Cut to 2021. In June, I ran an intense orienteering interval session after a week of hard running and a distance training with zero drop-shoes. The day after, the back of my left heel was seriously sore. I didn't rest though, because there was a training session on a map that I didn't want to pass on. Then I wanted to attend a training weekend in Ärla. Then I wanted to run the World Cup test races and have a training week in Idre. And then I wanted to run this and then that, and when it actually came to the most important competition of the year, the Jukola relay, my left heel was so sore that I needed to avoid wearing shoes.
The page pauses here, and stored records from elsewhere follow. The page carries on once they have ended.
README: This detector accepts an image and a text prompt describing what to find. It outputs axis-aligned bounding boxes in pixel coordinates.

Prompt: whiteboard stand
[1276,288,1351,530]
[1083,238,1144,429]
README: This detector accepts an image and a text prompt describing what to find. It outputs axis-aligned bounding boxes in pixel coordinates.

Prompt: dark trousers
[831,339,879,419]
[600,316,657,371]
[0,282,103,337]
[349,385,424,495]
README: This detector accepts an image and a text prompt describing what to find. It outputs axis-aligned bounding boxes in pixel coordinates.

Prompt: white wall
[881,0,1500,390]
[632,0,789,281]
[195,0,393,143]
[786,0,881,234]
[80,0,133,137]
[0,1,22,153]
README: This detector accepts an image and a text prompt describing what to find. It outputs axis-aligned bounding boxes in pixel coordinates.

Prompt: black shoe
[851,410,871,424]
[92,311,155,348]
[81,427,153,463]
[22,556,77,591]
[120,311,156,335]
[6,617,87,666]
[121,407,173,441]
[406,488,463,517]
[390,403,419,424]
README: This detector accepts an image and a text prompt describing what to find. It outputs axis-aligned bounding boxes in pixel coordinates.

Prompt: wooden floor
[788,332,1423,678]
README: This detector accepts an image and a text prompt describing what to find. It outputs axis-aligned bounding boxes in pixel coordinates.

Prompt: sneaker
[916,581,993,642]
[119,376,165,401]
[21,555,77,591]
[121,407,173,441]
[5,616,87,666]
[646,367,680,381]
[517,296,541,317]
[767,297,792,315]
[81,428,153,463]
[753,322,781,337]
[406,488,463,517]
I managed to run the Jukola relay, and after that I didn't run for three weeks because I had ignored the pain for too long. Pain that got worse after each training session. Now, I'm trying to be more systematic in my progress to come back to running. I don't believe in staying off running for too long, simply because you need to load the tendon so that it doesn't get weaker. And what better way to load it than running? I keep it short, not more than 5K, and I only run every other day because I also do a lot of strength training at the moment, focusing on the calf area. One big change from earlier is that I do them flat on the floor and not in stairs, to avoid a sharp angle for the heel. I believe that this time, my injury has come from the bursa getting too much pressure, so I want to allow some relief in that area for a while.
I don't know why, but for some reason I wanted to write this blog post in English. I feel like there are more people who understand this problem in English speaking areas. When I have searched for other athletes' experiences it has been easier to find in English. If you have similar problems, or maybe even some input that I haven't thought about, feel free to comment.